Porous membranes are used in a wide variety of engineering applications. Such membranes are often used in gas or vapor separation, reverse osmosis, electrochemical applications, hyperfiltration, ultrafiltration and microfiltration. Such membranes can even be used for the manipulation of chemical reactions including selective ion separation. The membranes are usually thin, two dimensional bodies which are normally less than 0.5 mm thick and contain upwards of 20% porosity. The pores in these membranes have radii ranging in size from a few nanometers to several microns. The flux of liquids or gas through the membrane is in most cases driven by a gradient of pressure or an electric field.

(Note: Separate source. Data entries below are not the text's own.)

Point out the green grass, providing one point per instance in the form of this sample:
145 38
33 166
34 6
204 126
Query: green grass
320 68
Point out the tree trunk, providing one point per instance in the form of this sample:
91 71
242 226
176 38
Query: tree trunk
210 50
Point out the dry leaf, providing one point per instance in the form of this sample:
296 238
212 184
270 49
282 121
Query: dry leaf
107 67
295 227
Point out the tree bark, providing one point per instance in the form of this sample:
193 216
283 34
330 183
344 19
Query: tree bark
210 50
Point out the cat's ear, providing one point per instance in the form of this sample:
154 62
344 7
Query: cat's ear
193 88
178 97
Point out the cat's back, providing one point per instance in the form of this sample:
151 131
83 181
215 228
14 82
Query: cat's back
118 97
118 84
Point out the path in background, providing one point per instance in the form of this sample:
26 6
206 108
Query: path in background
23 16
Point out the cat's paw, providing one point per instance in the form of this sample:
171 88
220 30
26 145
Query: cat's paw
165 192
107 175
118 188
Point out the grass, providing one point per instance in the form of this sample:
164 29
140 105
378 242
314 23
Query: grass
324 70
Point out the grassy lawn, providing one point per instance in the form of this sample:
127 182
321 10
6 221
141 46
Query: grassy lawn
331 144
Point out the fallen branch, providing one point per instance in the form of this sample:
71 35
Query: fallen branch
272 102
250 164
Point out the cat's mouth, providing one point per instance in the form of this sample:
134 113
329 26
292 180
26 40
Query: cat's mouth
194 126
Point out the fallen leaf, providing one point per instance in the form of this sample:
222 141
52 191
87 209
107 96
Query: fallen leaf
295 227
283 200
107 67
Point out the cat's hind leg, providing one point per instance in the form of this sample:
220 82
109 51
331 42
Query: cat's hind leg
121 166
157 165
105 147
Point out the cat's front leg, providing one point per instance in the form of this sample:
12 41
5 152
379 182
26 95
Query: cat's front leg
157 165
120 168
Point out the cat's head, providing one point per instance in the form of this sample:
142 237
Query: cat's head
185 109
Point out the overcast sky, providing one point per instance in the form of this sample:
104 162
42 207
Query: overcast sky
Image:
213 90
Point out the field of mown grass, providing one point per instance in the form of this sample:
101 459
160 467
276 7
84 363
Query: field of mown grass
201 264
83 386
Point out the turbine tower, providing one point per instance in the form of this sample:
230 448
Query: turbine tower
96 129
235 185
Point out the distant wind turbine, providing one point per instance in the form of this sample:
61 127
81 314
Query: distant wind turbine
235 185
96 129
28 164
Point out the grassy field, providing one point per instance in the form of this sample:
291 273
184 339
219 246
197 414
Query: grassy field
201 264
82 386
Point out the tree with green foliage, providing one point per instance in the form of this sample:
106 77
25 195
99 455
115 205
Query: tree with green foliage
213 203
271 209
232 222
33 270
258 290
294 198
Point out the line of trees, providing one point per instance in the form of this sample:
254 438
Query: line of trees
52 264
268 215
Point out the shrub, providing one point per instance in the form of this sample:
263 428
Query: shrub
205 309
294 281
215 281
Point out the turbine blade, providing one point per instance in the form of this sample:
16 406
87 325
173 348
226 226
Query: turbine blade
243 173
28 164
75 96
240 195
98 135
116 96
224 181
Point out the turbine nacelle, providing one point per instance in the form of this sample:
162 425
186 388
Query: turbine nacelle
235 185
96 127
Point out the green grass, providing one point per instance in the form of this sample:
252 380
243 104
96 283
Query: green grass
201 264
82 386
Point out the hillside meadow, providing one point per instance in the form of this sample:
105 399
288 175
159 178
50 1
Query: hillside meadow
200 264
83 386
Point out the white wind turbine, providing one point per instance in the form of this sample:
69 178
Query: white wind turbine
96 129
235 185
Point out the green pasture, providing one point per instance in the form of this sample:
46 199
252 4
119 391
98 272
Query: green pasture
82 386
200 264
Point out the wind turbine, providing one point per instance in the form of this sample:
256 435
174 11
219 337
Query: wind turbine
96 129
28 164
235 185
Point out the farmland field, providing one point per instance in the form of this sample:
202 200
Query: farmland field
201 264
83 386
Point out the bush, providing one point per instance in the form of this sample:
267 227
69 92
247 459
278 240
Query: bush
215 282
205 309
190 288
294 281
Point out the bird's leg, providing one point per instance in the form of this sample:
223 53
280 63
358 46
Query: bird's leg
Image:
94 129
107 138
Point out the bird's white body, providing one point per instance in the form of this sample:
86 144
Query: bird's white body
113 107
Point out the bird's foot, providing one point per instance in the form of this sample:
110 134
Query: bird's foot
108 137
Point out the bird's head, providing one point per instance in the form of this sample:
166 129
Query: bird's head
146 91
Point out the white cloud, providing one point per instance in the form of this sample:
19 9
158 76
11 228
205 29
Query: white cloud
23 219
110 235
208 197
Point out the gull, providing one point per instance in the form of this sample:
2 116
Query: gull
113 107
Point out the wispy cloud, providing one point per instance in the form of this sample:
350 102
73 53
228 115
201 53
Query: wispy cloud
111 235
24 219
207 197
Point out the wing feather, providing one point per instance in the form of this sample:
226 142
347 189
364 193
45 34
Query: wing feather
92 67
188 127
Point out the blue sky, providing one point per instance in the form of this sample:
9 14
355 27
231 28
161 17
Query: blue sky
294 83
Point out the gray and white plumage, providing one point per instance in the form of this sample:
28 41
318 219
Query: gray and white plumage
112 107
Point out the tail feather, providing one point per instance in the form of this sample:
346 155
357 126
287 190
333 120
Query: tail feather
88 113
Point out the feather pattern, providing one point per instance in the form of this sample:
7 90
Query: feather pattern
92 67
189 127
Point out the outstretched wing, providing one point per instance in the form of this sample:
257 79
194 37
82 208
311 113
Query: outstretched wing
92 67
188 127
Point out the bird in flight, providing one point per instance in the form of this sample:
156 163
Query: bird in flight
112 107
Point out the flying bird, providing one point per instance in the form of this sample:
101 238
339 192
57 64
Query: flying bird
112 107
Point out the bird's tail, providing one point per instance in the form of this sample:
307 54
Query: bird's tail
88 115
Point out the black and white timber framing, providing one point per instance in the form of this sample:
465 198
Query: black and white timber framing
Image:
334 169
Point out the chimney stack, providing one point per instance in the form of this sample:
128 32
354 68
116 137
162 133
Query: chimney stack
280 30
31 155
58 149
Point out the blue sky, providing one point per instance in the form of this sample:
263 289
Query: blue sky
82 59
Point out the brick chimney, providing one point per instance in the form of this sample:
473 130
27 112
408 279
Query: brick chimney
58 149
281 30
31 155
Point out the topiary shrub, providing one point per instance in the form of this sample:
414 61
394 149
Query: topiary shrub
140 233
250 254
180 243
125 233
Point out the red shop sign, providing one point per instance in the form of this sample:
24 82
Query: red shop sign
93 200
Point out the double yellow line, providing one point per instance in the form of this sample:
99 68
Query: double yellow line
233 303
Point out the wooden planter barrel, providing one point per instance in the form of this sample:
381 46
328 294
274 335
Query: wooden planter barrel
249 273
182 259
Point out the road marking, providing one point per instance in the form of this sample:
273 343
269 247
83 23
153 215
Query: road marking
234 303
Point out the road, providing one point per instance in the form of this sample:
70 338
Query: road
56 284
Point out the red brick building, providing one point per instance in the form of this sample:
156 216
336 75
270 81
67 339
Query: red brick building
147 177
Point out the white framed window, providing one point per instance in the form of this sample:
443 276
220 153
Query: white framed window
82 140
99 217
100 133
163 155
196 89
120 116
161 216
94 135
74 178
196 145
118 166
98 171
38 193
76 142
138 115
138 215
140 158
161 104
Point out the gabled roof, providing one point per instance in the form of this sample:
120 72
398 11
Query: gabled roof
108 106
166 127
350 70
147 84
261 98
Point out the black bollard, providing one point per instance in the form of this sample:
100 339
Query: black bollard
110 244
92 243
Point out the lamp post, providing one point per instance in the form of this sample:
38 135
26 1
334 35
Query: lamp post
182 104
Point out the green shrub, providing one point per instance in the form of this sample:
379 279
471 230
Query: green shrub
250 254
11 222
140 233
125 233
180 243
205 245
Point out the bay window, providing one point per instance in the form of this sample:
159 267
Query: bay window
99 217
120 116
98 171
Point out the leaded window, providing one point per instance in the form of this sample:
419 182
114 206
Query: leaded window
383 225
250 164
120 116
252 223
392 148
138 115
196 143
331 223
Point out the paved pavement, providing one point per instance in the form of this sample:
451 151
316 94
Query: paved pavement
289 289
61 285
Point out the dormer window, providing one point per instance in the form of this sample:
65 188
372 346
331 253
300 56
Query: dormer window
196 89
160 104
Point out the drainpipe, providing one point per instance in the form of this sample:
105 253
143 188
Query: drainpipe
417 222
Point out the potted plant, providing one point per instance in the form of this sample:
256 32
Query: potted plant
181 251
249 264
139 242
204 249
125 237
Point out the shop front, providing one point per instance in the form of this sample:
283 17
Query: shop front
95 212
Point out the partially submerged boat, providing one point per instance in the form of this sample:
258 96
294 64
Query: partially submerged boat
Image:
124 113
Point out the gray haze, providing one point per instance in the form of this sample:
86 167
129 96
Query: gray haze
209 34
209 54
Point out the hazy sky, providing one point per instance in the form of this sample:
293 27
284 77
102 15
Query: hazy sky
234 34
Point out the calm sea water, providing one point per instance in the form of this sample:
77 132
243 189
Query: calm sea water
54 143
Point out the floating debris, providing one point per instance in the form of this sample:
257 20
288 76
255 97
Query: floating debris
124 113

Traditional methods of making such porous membranes have involved the deposition of adherent and highly continuous layers of materials such as alumina and aluminum. These materials are known to have been deposited using a number of techniques, such as tape casting, extrusion, vapor deposition. both physical vapor deposition (PVD) and chemical vapor deposition (CVD), and by electrochemical methods. Tape casting and extrusion are limited in the range of materials that can be used to make porous membranes. The degree of membrane porosity or pore density obtainable with either of these techniques is also limited. Vapor deposition is an extremely slow and costly process and does not lend itself to making large parts. Other techniques such as electrochemical methods are also known to suffer from such size limitations. In addition, the type of materials that may be applied by some electrochemical methods are severely limited. Sol-gel and hydrothermal techniques for making porous membranes are also known. The limitations of these techniques have been documented in a book on the subject by Ramesh Bhave (Inorganic Membranes, van Nostrand 1991). For instance, these techniques may be cost prohibitive and compatible with only a limited number of materials. In addition, the use of sol-gel techniques to form porous membranes has been discussed in an article by Y. S. Lin and A. J. Burggraaf, J.Amer. Ceram. Soc., Vol. 4, 1991, page 219.
Several known materials have properties such as high temperature and corrosion resistance, which would be useful in some porous membrane applications. While some of these materials have been used with prior methods, like those mentioned above, to make such porous membranes, a number of these materials have not, for various reasons, including incompatibility with those prior methods. Those prior materials and methods which have proven compatible and which can produce useful membranes are typically involved and costly.
Therefore, there is a need for a more cost effective method of making porous membranes not only with materials known for such use but also with materials having desirable properties but which previously have not been known for making such membranes.